Call me crazy, but I think a university president, even a Harvard president, should be more connected to the community she leads.
Second: assure others of their proper execution.
In the same statement in which she denied knowing about the searches, Faust said, “I feel very comfortable that great care was taken to safeguard the privacy of all concerned, especially our students.”
I’m glad Faust is okay with that, but her feelings after the fact are irrelevant. She needed to feel comfortable with the searches before they happened.
Mostly, though, Faust has left Hammonds and Smith to defend their searches on their own.
Ironically, the searches themselves were justified. A confidential memo and Ad Board conversation somehow found their way to the media. The administration repeatedly asked the guilty Resident Dean to step forward, and threatened an “investigation” if no one did. No one did.
Here is where Hammonds and Smith messed up. First, they didn’t specifically threaten to search inboxes, so their current defense that they warned Resident Deans about an investigation rings hollow to the faculty. As Professor Harry R. Lewis said, if the searches were ethical, why did Smith and Hammonds need to hide their possibility?

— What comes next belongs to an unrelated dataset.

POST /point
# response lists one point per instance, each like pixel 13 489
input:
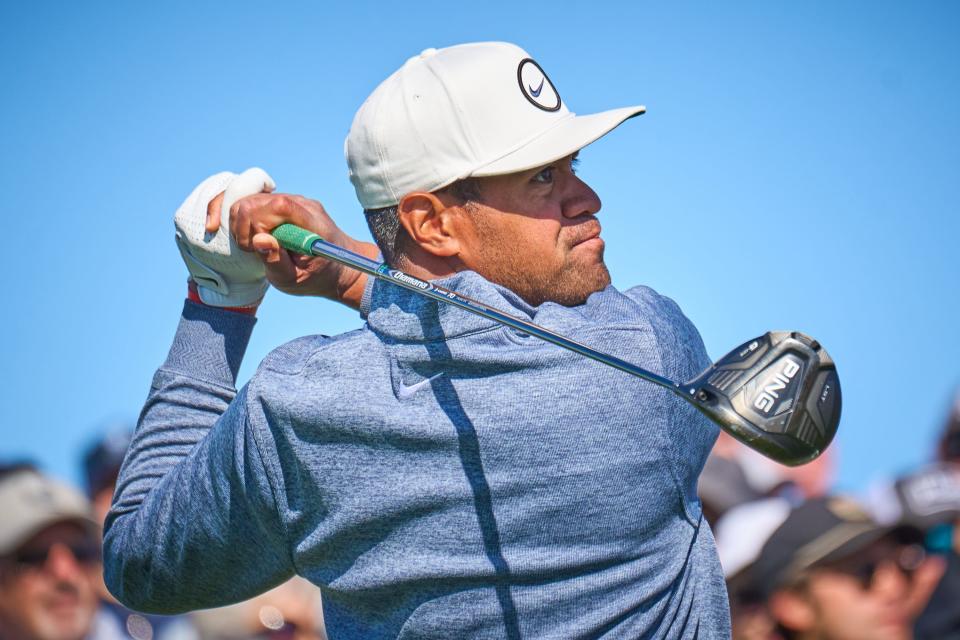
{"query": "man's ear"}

Second, the Resident Deans’ status as either faculty or staff is unclear and subject to various interpretations. Though they are not technically faculty, they do share some of the faculty privileges and are listed as FAS members in the Harvard directory. However, the faculty email policy requires notification of a search of email accounts (though the administration refuses to confirm that the faculty policy applies to Resident Dean email accounts). Yet Hammonds and Smith only notified the Resident Dean who was discovered to have inadvertently forwarded the memo. They only notified other resident deans after the Boston Globe approached them about the search, months later. Smith and Hammonds claim to have immediately informed Senior Resident Dean Sharon Howell, but she and an anonymous Harvard official contradict that.
What explains this failure to notify, which seriously damaged the faculty’s trust in the administration? Smith and Hammonds say the lack of notification “protected the privacy of the Resident Dean who had made an inadvertent error and allowed the student cases being handled by this Resident Dean to move forward expeditiously.”
Smith and Hammonds seem to imply that outing the Resident Dean at fault would have resulted in his or her removal and the delay of his or her students’ Ad Board cases. Lewis finds it unlikely that other Resident Deans would have demanded the head of a colleague who had made an honest mistake. Besides, Lewis says, it’s only right to tell people that you are violating the privacy of their inbox, and to explain why. Hard to argue with that, especially since Howell told Hammonds in September that email searches would be “sort of drastic and problematic.”
Third: refuse to address the searches’ ethical implications.
Howell sent a letter asking Faust to explain her thoughts on the searches, Faust came closest to addressing the issue in her comment the same day: “Questions about whether more resident deans should have been informed sooner are fair to ask.”
So Faust’s personal opinion on the searches is…what? An answer would have been better than bureaucratic evasiveness.
In sum, the administration screwed this one up big time. It compromised the trust of both faculty and students. Faculty may now begin to eschew FAS accounts and students were swapping rumors that the Office of Student Life might have been monitoring list-serves for River Run festivities, which they have denied. Some worry that Resident Deans are no longer trusted confidants.
Faust appears bent on never saying anything unscripted or conceivably offensive (the ghost of Larry Summers haunts her, perhaps). But being a leader sometimes means having the guts to take charge. When will Faust?
Wyatt N. Troia ’14, a Crimson editorial writer, is an economics concentrator in Winthrop House. His column appears on alternate Fridays.